According to data from the Sigma Conseil institute broadcast on national television, Mr. Saied obtained 89.2% of the votes in the first round, crushing the second candidate, Ayachi Zammel, a liberal industrialist unknown to the general public who did not obtained only 6.9% of the votes. The third, a deputy from the pan-Arab left Zouhair Maghzaoui, 59, won only 3.9% of the votes, according to Sigma.

The electoral authority Isie announced a participation of 27.7% compared to 45% five years ago in the first round. The president of Isie, Farouk Bouasker, judged this rate “respectable”, even though it is the lowest rate for a first round of presidential voting since the overthrow of dictator Ben Ali in 2011 in this country. which was the cradle of the democratic uprisings of the Arab Spring.

Only MM. Zammel and Maghzaoui, second knives according to experts, were authorized to face Mr. Saied, 66, out of initially 17 applicants, dismissed for alleged irregularities. The opposition, whose leading figures are in prison, and Tunisian and foreign NGOs have criticized a distorted vote in favor of Mr. Saied.

Ayachi Zammel has not been able to campaign because he has been imprisoned since the beginning of September and has three sentences of more than 14 years in prison for suspicion of false sponsorships.

Mr. Maghzaoui was considered “a stooge” because he carried a left-wing sovereignist project similar to that of Mr. Saied, whom he supported until recently.

“The legitimacy of the election is necessarily tainted when the candidates who could overshadow Mr.
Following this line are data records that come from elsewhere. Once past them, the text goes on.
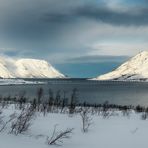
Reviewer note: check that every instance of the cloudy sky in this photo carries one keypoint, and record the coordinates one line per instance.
(87, 35)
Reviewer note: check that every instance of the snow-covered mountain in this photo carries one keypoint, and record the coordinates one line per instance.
(27, 68)
(134, 69)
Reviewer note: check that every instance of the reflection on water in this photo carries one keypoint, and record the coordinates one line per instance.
(124, 93)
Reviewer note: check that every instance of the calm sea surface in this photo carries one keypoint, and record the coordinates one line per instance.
(117, 92)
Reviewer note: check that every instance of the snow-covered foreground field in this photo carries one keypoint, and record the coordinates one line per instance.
(117, 131)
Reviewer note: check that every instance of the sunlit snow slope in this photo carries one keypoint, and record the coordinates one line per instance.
(27, 68)
(134, 69)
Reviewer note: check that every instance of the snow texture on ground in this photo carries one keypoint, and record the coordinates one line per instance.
(117, 131)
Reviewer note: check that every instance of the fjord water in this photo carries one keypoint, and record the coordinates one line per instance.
(90, 91)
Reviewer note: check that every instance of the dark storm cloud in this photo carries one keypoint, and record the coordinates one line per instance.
(133, 16)
(45, 28)
(97, 59)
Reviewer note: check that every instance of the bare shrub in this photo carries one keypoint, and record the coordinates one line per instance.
(86, 119)
(5, 123)
(58, 137)
(23, 121)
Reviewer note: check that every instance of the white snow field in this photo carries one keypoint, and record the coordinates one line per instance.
(117, 131)
(27, 68)
(135, 68)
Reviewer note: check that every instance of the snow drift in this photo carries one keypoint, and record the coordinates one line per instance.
(135, 68)
(27, 68)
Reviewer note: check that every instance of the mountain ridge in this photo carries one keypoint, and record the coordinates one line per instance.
(27, 68)
(136, 68)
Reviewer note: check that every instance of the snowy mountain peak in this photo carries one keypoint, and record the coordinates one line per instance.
(135, 68)
(27, 68)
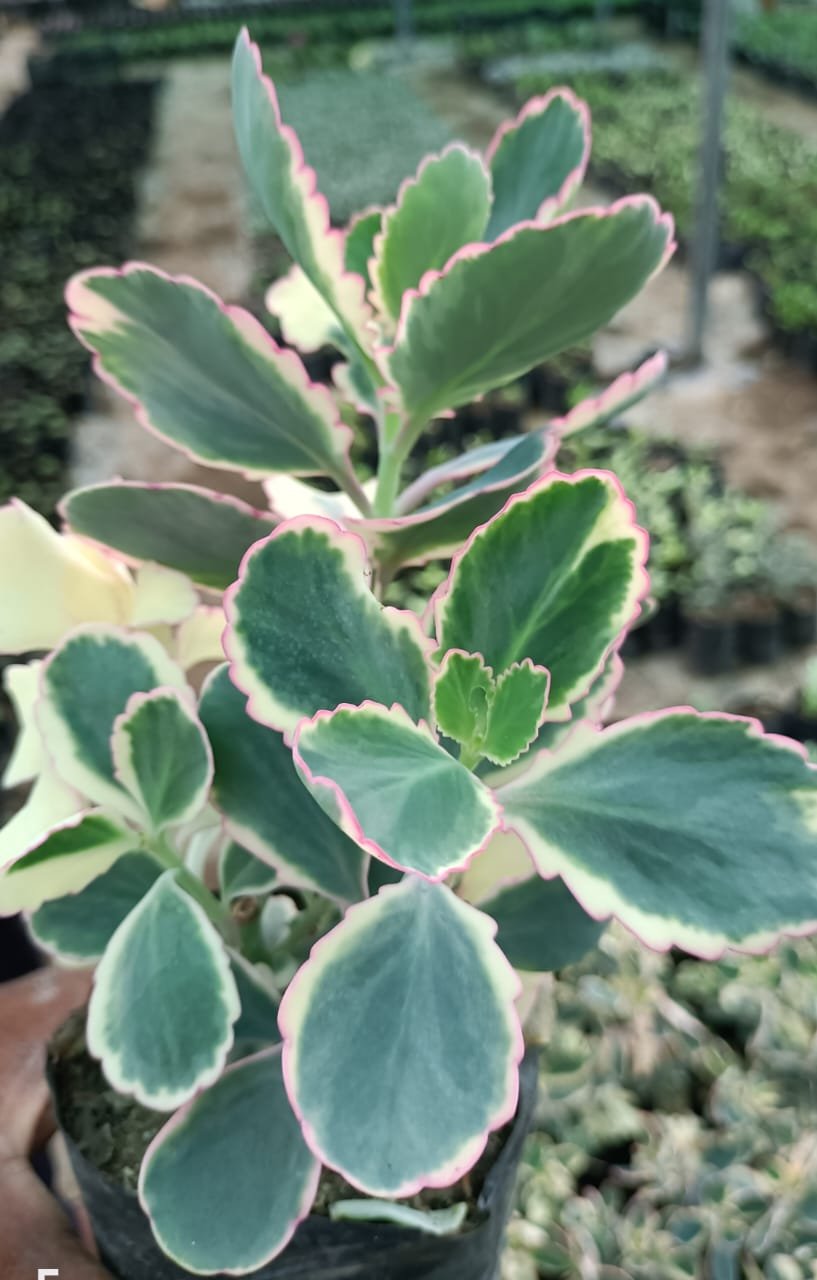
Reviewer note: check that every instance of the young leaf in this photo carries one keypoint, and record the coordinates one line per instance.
(291, 833)
(541, 289)
(391, 787)
(86, 685)
(444, 206)
(564, 609)
(202, 1184)
(163, 758)
(241, 873)
(63, 860)
(538, 160)
(192, 530)
(204, 376)
(164, 1001)
(311, 580)
(284, 188)
(78, 927)
(375, 1042)
(628, 389)
(693, 830)
(462, 695)
(516, 711)
(539, 924)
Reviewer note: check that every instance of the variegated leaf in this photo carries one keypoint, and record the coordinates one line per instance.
(86, 685)
(164, 1001)
(538, 160)
(291, 833)
(690, 828)
(374, 1042)
(393, 789)
(444, 206)
(201, 1182)
(541, 291)
(204, 376)
(196, 531)
(284, 188)
(555, 577)
(311, 580)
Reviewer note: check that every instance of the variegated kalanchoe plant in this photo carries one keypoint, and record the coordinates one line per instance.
(427, 803)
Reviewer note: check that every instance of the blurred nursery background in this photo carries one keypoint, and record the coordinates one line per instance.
(676, 1133)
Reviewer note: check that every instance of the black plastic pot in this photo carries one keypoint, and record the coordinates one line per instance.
(760, 640)
(711, 645)
(799, 626)
(322, 1249)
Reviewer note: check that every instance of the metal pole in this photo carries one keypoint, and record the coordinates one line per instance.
(707, 223)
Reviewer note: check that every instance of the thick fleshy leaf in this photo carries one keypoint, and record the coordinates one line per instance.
(628, 389)
(204, 376)
(163, 758)
(86, 685)
(377, 1043)
(63, 860)
(444, 206)
(205, 1178)
(196, 531)
(241, 873)
(439, 528)
(541, 291)
(49, 584)
(462, 695)
(265, 805)
(78, 927)
(28, 757)
(284, 190)
(538, 160)
(541, 926)
(164, 1001)
(517, 707)
(393, 789)
(306, 321)
(690, 828)
(258, 1023)
(555, 577)
(311, 580)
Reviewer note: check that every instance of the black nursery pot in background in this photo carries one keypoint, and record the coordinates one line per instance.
(322, 1249)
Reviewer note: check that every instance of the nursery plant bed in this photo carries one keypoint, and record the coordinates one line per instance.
(106, 1137)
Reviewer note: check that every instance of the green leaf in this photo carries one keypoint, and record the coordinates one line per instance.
(462, 696)
(311, 580)
(538, 160)
(258, 1023)
(163, 758)
(86, 685)
(564, 608)
(541, 291)
(164, 1001)
(377, 1043)
(192, 530)
(389, 785)
(284, 190)
(204, 376)
(438, 529)
(205, 1182)
(541, 926)
(433, 1221)
(692, 830)
(516, 711)
(241, 873)
(80, 926)
(444, 206)
(290, 832)
(63, 860)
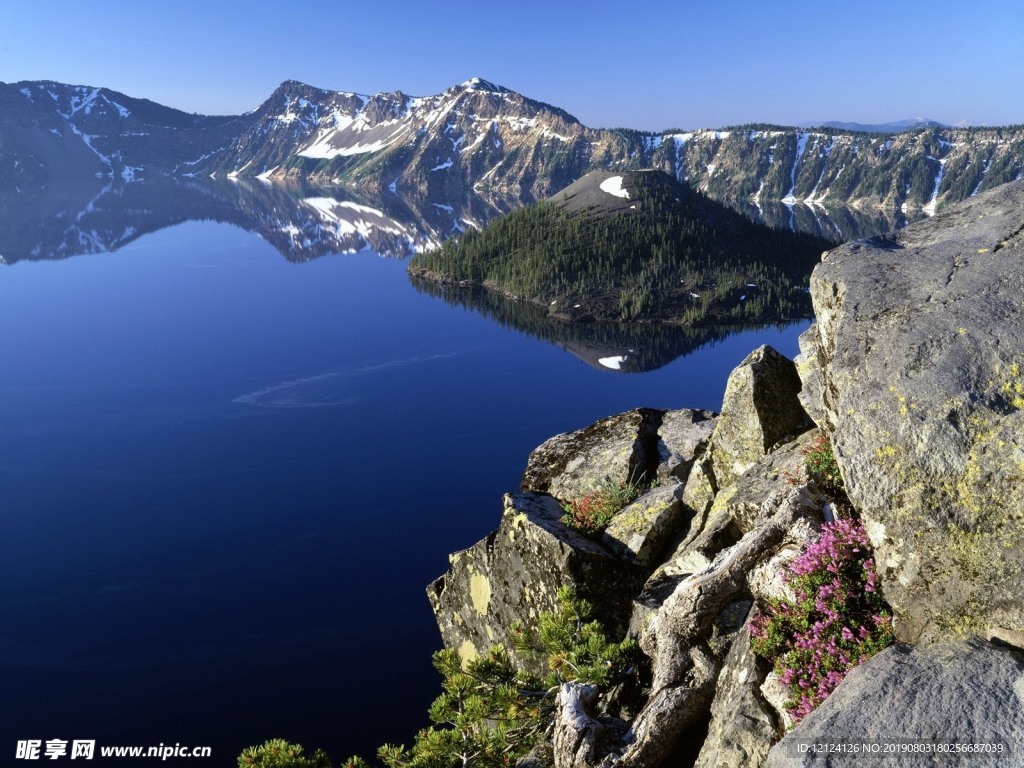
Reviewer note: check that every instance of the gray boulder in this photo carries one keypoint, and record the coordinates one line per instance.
(921, 342)
(619, 450)
(761, 409)
(810, 374)
(683, 436)
(641, 531)
(958, 692)
(514, 574)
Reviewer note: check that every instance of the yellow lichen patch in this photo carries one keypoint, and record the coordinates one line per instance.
(886, 454)
(517, 523)
(479, 592)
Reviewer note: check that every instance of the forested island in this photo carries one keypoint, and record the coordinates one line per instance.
(634, 247)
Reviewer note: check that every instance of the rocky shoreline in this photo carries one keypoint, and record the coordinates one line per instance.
(914, 372)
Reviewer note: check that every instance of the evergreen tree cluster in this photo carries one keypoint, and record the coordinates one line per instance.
(670, 256)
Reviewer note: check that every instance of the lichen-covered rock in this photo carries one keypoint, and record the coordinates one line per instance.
(514, 574)
(953, 692)
(921, 341)
(761, 408)
(810, 375)
(742, 725)
(641, 531)
(620, 450)
(683, 436)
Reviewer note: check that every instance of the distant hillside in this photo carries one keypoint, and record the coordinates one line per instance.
(481, 138)
(633, 246)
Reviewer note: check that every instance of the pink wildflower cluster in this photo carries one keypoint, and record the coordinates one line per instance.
(838, 620)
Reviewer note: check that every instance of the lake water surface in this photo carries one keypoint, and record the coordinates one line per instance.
(227, 479)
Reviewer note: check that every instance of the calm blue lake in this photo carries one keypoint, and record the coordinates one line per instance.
(227, 479)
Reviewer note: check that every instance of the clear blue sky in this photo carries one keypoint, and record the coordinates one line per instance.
(651, 66)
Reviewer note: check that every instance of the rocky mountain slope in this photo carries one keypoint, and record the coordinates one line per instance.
(634, 246)
(913, 374)
(481, 137)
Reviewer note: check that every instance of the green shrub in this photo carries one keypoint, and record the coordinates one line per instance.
(278, 753)
(590, 514)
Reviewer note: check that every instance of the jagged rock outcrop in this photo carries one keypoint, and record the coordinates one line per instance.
(514, 574)
(810, 375)
(947, 693)
(742, 725)
(913, 370)
(619, 450)
(921, 348)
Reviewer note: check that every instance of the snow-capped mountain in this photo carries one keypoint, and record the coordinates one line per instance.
(52, 130)
(480, 137)
(473, 136)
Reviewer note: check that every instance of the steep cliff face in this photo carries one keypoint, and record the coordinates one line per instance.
(916, 170)
(913, 372)
(52, 130)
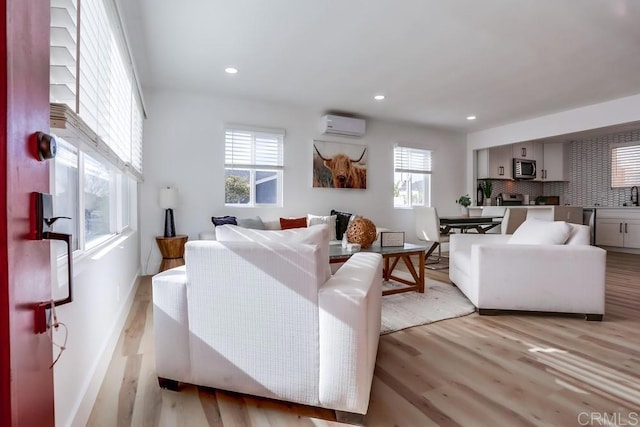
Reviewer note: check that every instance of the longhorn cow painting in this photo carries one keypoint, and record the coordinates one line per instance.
(338, 165)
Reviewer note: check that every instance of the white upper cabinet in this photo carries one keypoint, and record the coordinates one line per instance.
(495, 162)
(555, 164)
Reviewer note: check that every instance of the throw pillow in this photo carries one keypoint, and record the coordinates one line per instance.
(222, 220)
(253, 223)
(538, 232)
(330, 220)
(288, 223)
(342, 222)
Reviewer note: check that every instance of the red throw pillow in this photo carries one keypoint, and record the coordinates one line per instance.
(287, 223)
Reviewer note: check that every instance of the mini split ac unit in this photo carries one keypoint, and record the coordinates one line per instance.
(342, 125)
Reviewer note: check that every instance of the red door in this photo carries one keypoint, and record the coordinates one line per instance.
(26, 382)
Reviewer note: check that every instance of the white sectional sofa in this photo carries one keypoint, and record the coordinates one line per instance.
(536, 269)
(258, 312)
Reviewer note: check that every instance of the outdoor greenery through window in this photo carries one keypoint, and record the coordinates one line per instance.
(412, 177)
(253, 166)
(625, 164)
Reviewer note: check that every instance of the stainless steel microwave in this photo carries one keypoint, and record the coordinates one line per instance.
(524, 169)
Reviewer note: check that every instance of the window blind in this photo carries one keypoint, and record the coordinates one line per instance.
(63, 52)
(625, 164)
(411, 160)
(256, 149)
(100, 89)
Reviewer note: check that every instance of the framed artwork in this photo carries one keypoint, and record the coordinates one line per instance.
(339, 165)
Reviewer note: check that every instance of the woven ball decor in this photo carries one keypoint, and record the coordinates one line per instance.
(362, 231)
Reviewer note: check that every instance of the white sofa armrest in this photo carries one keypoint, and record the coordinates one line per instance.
(170, 315)
(463, 242)
(349, 329)
(555, 278)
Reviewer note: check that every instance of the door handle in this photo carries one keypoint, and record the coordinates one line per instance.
(44, 221)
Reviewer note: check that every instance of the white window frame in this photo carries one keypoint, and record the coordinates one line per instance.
(412, 161)
(248, 162)
(625, 164)
(117, 223)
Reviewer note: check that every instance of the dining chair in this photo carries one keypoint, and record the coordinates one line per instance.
(428, 230)
(512, 219)
(495, 211)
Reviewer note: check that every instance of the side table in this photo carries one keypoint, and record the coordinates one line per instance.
(172, 250)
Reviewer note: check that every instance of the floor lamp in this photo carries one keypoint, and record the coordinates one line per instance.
(168, 201)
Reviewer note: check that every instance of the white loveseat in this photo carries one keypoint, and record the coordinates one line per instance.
(258, 312)
(498, 273)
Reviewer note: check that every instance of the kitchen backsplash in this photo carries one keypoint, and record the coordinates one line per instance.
(590, 174)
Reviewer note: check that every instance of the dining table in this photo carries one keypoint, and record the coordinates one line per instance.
(464, 223)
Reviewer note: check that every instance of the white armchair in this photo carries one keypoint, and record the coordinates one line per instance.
(266, 318)
(495, 274)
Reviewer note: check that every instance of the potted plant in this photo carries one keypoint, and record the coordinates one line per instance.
(487, 189)
(464, 202)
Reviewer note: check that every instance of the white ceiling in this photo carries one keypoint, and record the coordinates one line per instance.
(437, 61)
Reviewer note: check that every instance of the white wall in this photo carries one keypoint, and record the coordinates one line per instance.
(184, 148)
(610, 113)
(104, 286)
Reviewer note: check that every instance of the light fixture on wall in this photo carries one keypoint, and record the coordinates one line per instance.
(169, 201)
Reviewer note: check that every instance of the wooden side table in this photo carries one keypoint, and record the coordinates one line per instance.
(172, 250)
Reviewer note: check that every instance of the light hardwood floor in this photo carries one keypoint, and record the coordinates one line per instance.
(507, 370)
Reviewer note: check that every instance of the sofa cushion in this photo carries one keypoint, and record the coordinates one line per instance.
(580, 235)
(288, 223)
(537, 232)
(330, 220)
(314, 235)
(223, 220)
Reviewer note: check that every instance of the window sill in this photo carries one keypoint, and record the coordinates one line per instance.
(81, 259)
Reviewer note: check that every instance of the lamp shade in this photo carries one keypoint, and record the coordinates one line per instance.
(168, 198)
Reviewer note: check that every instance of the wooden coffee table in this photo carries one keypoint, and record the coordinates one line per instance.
(391, 255)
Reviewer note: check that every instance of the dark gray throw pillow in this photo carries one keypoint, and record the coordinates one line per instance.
(222, 220)
(254, 223)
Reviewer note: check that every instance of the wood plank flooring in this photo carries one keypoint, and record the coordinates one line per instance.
(515, 370)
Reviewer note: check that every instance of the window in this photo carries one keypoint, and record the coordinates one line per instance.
(93, 86)
(93, 193)
(253, 166)
(97, 200)
(97, 114)
(625, 164)
(412, 177)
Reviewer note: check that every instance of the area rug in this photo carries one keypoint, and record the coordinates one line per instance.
(439, 301)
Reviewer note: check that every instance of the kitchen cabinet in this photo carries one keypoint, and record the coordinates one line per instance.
(618, 228)
(555, 162)
(495, 163)
(526, 150)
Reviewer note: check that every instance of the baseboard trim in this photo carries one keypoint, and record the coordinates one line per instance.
(99, 369)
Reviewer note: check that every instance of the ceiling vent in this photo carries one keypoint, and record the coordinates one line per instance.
(339, 125)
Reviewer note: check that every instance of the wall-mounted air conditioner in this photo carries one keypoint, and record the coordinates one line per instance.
(340, 125)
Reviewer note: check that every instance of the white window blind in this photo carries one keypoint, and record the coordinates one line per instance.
(107, 100)
(63, 52)
(258, 149)
(625, 164)
(412, 160)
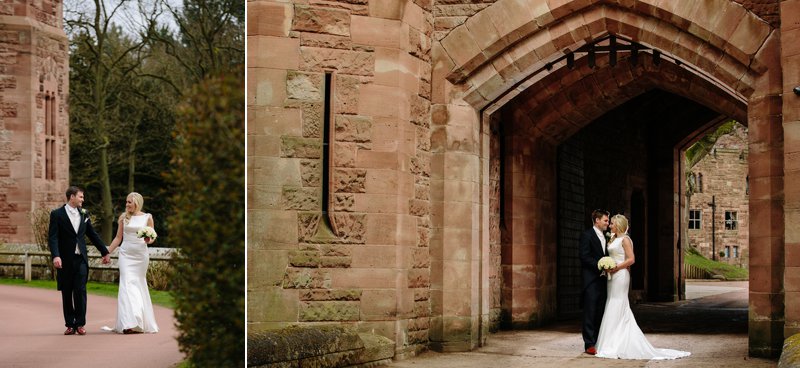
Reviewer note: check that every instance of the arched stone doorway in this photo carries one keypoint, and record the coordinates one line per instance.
(498, 73)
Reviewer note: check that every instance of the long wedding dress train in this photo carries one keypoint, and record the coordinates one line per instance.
(620, 336)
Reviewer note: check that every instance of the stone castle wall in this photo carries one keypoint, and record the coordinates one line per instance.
(366, 261)
(724, 173)
(34, 78)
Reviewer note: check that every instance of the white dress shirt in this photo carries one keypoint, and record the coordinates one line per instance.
(75, 218)
(601, 237)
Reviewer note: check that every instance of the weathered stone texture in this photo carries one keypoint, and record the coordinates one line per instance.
(304, 86)
(349, 180)
(343, 202)
(351, 128)
(723, 174)
(321, 20)
(346, 62)
(300, 147)
(329, 311)
(306, 278)
(325, 295)
(304, 258)
(350, 227)
(311, 173)
(34, 64)
(306, 199)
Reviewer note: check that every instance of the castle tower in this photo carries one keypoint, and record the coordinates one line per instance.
(34, 120)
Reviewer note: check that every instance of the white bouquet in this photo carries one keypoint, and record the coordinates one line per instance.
(147, 232)
(604, 264)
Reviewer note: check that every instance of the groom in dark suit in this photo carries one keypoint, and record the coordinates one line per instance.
(592, 247)
(69, 227)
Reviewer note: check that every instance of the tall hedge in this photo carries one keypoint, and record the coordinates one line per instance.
(207, 227)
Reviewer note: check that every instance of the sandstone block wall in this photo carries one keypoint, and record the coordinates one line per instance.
(724, 172)
(366, 261)
(34, 88)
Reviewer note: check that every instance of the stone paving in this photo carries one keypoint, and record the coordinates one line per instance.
(712, 325)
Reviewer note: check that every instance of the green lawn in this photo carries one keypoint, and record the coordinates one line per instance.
(715, 268)
(162, 298)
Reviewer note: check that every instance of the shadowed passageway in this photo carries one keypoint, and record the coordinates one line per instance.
(31, 334)
(712, 325)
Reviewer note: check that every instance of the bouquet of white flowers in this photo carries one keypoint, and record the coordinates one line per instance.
(147, 232)
(606, 263)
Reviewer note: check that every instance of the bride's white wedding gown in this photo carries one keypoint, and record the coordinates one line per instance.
(134, 308)
(620, 336)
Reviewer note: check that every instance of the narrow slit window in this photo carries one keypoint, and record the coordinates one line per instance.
(327, 148)
(50, 136)
(694, 219)
(731, 222)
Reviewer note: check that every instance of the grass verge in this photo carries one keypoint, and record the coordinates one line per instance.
(730, 272)
(162, 298)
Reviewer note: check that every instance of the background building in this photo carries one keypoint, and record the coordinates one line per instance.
(34, 120)
(721, 176)
(421, 170)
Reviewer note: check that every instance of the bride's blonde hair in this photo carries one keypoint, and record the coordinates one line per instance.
(138, 201)
(621, 222)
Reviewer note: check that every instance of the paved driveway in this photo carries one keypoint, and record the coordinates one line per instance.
(32, 327)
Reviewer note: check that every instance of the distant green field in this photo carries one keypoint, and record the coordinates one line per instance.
(715, 268)
(162, 298)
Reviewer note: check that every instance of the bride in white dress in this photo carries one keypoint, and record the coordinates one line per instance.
(620, 336)
(134, 308)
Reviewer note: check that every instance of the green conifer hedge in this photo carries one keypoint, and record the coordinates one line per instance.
(207, 227)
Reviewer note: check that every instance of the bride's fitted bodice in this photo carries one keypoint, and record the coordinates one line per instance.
(133, 226)
(615, 250)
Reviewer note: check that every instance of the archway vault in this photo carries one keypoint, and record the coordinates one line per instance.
(495, 54)
(497, 61)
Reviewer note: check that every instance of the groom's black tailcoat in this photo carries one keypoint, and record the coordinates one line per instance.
(594, 286)
(71, 278)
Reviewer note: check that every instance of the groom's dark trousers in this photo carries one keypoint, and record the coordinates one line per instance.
(71, 278)
(594, 286)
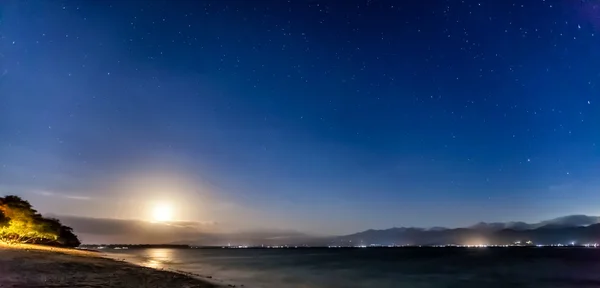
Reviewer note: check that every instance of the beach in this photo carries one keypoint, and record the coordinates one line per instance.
(34, 266)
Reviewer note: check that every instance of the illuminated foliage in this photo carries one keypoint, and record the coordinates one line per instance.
(20, 223)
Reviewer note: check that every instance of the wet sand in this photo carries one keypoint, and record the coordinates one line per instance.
(33, 266)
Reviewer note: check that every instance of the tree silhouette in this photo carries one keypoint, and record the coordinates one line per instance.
(20, 223)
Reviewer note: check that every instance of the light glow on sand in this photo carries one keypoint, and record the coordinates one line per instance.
(162, 213)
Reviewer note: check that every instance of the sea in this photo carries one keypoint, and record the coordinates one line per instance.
(380, 267)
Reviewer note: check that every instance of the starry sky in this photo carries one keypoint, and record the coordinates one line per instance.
(327, 117)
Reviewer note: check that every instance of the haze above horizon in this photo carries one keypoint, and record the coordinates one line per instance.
(327, 117)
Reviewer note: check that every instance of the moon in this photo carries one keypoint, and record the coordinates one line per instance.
(162, 213)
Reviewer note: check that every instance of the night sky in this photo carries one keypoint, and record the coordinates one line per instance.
(319, 116)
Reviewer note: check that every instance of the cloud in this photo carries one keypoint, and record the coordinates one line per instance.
(67, 196)
(124, 231)
(129, 231)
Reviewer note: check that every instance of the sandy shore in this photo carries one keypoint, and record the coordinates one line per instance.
(33, 266)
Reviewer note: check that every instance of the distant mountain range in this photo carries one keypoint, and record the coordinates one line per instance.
(573, 228)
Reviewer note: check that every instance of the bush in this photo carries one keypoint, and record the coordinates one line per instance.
(20, 223)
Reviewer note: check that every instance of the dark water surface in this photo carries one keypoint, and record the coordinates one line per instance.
(400, 267)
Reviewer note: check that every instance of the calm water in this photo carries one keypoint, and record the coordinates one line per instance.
(418, 267)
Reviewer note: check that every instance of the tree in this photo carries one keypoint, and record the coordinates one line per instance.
(20, 223)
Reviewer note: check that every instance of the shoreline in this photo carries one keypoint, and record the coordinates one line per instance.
(40, 266)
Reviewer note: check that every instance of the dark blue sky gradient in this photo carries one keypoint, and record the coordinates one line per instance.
(322, 116)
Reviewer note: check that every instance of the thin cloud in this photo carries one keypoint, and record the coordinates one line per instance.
(66, 196)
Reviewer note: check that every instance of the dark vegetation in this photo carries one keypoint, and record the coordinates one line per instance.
(21, 224)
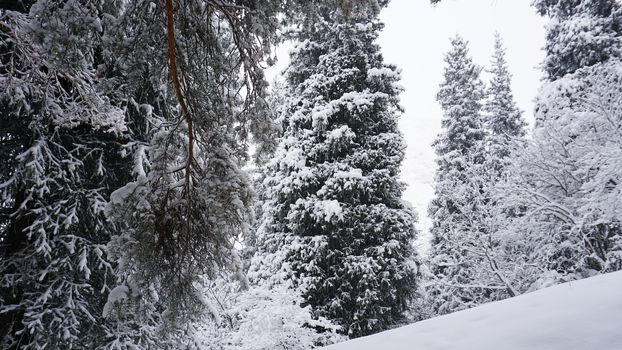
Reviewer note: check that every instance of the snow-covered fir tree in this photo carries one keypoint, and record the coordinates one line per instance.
(504, 121)
(561, 182)
(580, 33)
(458, 219)
(567, 179)
(60, 135)
(334, 226)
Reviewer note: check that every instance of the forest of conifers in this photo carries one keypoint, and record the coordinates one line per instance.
(158, 193)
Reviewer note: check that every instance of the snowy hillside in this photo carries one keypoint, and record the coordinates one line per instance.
(581, 315)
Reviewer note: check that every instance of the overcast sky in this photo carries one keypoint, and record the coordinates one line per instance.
(416, 37)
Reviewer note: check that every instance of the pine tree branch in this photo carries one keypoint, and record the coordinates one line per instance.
(170, 27)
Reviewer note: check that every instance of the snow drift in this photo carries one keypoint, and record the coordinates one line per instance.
(580, 315)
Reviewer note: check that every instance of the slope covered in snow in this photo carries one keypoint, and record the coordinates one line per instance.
(580, 315)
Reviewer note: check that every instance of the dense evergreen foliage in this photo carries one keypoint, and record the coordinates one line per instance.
(334, 222)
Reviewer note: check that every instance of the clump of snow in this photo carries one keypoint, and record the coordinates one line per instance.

Saied were systematically excluded,” Tunisian political analyst Hatem Nafti commented for AFP, also stressing that “ “This is the worst turnout since 2011.”

The candidate selection process had been highly contested due to the high number of sponsorships required, the imprisonment of known potential candidates, and the ouster by Isie of the president’s strongest rivals including Mondher Zenaidi, a former minister under the Ben Ali regime.

For the French Maghreb expert, Pierre Vermeren, even if with such a strong abstention, “the democratic legitimacy” of this election is “weak”, “Tunisia has a president and the majority of Tunisians let it happen”. He noted analogies with neighboring Algeria, “where no one questions President” Abdelmadjid Tebboune.

After the exit polls were announced, around 400 of the president’s supporters came out to celebrate his victory, waving flags and his photo in front of the municipal theater in the center of Tunis, chanting “the people want Kais again”.

A group sang the national anthem with enthusiasm. Oumayma Dhouib, 25, said she was “very happy with the victory of “Kaisoun”, an affectionate nickname. The young woman assured that she was “convinced by his ideas and his politics”, while her mother Khadija, 52, “trusts” Kais Saied.

A hardening

Mr. Saied, elected in 2019 with nearly 73% of the vote (and 58% participation), was still popular when this constitutional law specialist with the incorruptible image seized full powers in the summer of 2021 , promising order in the face of political instability.

Three years later, many Tunisians criticize him for having devoted too much energy to settling scores with his opponents, in particular the Islamo-conservative Ennahdha party, dominant during the decade of democracy following the overthrow of dictator Ben Ali in 2011.

Since 2021, Tunisian and foreign NGOs and the opposition, whose leading figures have been arrested, have denounced an “authoritarian drift” by Mr. Saied, via a dismantling of checks and balances and a stifling of civil society with arrests of trade unionists. , activists, lawyers and political columnists.

According to Human Rights Watch, “more than 170 people are currently detained for political reasons or for exercising their fundamental rights.”

Hatem Nafti was worried about a hardening of power towards critical voices because KAis Saied will be able to “enforce his coronation to justify the repression”. “Both in his profession of faith and in his only intervention during the campaign (a video speech Thursday evening, editor’s note), Mr. Saied promised to put an end to the +traitors+ and the +enemies of Tunisia+,” underlined Mr. Nafti.